A firewall for device drivers

Posted Aug 14, 2021 20:56 UTC (Sat) by pebolle (guest, #35204)
In reply to: A firewall for device drivers by malor
Parent article: A firewall for device drivers

> kernels that had only the exact device drivers I wanted

A nice idea. I sort of tried to achieve that goal until I realized it would take an insane amount of time to reach it and to stay at it at every release of a new kernel.

> This was a long time ago, so I could be misremembering, but I believe I was forced to stop doing this because the kernel stopped supporting static compilation; it was loadable modules or nothing.
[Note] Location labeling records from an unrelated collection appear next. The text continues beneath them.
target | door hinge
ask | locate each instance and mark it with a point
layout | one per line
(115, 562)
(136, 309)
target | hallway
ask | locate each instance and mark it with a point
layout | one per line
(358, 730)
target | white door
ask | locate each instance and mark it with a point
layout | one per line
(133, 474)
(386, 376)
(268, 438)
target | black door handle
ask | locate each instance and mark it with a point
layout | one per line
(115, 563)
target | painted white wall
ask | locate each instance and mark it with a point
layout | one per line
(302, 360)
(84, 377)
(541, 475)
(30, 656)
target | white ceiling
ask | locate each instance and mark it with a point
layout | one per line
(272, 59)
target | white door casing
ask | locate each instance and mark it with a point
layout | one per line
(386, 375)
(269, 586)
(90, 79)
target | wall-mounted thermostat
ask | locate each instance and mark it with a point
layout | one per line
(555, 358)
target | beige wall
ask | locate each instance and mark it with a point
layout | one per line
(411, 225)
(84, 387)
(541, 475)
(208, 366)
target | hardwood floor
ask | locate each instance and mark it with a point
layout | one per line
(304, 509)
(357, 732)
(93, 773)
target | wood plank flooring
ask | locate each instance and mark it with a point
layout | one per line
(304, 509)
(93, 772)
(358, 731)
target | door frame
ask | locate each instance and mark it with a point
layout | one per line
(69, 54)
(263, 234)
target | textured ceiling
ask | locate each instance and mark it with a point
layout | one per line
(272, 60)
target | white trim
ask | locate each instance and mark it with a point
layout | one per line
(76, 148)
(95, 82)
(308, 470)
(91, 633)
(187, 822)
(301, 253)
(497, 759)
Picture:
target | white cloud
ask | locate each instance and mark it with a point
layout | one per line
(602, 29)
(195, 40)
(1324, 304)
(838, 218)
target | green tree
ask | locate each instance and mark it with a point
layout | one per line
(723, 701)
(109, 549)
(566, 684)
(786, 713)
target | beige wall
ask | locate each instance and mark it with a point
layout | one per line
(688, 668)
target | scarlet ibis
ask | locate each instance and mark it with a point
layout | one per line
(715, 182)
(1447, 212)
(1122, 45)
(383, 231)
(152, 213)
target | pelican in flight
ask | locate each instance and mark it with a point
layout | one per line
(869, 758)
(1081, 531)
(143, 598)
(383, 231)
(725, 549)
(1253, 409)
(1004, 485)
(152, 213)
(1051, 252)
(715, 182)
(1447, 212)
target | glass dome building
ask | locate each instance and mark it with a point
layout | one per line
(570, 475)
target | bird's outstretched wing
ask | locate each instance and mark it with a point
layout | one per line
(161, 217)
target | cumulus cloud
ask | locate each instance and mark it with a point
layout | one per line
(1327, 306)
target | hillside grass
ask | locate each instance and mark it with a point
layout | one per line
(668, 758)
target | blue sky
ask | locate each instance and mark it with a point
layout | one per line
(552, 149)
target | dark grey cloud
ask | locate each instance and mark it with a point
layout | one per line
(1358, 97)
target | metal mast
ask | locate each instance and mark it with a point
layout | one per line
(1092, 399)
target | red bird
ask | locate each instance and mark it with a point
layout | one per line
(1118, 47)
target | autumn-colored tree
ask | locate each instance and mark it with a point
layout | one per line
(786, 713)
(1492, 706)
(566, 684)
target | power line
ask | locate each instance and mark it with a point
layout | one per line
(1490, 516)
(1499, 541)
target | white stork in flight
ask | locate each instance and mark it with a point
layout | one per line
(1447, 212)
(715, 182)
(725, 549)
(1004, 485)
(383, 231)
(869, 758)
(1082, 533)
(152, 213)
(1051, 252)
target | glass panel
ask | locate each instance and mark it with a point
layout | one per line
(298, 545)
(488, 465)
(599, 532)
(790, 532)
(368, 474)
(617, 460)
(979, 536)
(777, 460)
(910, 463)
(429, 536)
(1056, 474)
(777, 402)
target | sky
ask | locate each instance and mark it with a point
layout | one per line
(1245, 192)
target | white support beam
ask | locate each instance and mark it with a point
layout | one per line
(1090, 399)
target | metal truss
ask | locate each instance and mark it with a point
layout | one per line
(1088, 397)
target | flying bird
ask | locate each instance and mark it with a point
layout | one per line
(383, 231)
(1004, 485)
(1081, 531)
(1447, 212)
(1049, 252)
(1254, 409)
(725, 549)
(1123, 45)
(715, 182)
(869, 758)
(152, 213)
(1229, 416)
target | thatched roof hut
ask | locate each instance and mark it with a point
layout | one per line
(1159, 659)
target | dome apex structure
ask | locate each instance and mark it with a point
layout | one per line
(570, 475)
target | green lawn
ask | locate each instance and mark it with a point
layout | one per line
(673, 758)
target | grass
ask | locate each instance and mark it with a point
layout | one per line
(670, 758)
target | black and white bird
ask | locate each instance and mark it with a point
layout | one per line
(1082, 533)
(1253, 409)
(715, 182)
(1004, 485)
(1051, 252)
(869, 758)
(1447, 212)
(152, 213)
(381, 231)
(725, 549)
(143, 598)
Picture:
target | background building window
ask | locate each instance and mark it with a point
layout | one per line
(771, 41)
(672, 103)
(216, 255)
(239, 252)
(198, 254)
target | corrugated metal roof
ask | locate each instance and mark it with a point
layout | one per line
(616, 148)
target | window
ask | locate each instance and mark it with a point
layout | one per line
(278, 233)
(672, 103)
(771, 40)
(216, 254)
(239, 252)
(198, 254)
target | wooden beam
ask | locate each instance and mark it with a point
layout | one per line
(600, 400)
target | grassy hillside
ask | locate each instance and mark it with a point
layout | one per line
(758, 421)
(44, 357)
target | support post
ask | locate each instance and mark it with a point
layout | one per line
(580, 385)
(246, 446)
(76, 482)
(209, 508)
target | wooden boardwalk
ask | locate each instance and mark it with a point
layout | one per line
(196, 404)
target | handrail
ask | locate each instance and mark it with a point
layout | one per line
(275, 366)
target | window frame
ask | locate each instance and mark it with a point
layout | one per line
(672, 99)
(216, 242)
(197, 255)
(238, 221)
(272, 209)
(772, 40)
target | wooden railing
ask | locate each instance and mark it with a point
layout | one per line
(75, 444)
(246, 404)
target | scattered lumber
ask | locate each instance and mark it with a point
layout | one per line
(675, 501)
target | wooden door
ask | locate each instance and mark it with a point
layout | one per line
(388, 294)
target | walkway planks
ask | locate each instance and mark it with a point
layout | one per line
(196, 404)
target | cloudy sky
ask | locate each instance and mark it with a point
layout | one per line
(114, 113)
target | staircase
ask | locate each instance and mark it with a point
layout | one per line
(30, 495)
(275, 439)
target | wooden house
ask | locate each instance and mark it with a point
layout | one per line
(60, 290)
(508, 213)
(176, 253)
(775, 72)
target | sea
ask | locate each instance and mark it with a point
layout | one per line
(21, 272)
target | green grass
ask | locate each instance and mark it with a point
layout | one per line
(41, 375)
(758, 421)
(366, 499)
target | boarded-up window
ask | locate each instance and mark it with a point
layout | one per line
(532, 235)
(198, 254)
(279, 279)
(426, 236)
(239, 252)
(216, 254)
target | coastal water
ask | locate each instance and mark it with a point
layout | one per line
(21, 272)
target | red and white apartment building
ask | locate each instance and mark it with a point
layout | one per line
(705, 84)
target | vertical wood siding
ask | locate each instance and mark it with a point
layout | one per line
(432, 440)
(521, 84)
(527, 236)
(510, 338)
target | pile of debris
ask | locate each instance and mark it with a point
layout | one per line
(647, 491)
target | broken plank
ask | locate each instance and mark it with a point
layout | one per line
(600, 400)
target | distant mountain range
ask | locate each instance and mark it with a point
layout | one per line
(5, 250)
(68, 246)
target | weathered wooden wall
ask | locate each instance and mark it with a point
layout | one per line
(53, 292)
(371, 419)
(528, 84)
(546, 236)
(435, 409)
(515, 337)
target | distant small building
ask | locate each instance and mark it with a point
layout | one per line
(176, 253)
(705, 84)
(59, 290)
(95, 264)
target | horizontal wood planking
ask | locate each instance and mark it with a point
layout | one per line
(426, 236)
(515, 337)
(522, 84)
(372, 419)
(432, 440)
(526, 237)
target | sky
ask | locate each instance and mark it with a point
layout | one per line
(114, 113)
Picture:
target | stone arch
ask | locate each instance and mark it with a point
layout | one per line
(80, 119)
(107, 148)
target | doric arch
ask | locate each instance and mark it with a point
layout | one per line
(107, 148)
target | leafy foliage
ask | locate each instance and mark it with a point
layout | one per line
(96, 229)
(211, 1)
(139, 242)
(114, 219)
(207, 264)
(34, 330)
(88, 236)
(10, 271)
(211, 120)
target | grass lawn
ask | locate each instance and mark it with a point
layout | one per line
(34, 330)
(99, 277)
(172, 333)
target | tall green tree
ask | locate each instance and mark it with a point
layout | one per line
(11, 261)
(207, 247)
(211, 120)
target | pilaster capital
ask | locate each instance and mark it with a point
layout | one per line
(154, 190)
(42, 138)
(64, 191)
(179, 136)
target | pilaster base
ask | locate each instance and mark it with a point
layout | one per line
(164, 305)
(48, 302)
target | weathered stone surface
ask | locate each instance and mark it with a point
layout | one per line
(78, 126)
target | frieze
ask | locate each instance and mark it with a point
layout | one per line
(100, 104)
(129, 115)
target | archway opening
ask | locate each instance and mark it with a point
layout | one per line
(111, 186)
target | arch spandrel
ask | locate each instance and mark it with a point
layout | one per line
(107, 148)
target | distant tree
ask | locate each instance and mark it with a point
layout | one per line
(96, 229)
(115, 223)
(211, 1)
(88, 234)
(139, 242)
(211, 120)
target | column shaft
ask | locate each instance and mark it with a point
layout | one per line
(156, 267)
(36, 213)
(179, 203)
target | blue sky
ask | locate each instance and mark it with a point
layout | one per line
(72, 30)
That would mean CONFIG_MODULES (or its equivalent) was broken. I would be surprised if it still is.

A firewall for device drivers

Posted Aug 20, 2021 13:49 UTC (Fri) by bustervill (guest, #85383) [Link]

> A nice idea. I sort of tried to achieve that goal until I realized it would take an insane amount of time to reach it and to stay at it at every release of a new kernel.

I used to do it as well, spending large amounts of time and attention. I think this is exactly the problem and the reason people (including me) prefer not to have do it anymore.

An XKCD comic is worth a thousand words: https://xkcd.com/1671/

A firewall for device drivers

Posted Aug 21, 2021 0:52 UTC (Sat) by pabs (subscriber, #43278) [Link]

ISTR Linux has a localmodconfig make target that could be used for this; build a full kernel, boot it on the hardware you want, note the loaded modules, and using localmodconfig build a kernel config with those modules and then turn CONFIG_* with =m into =y and build the result.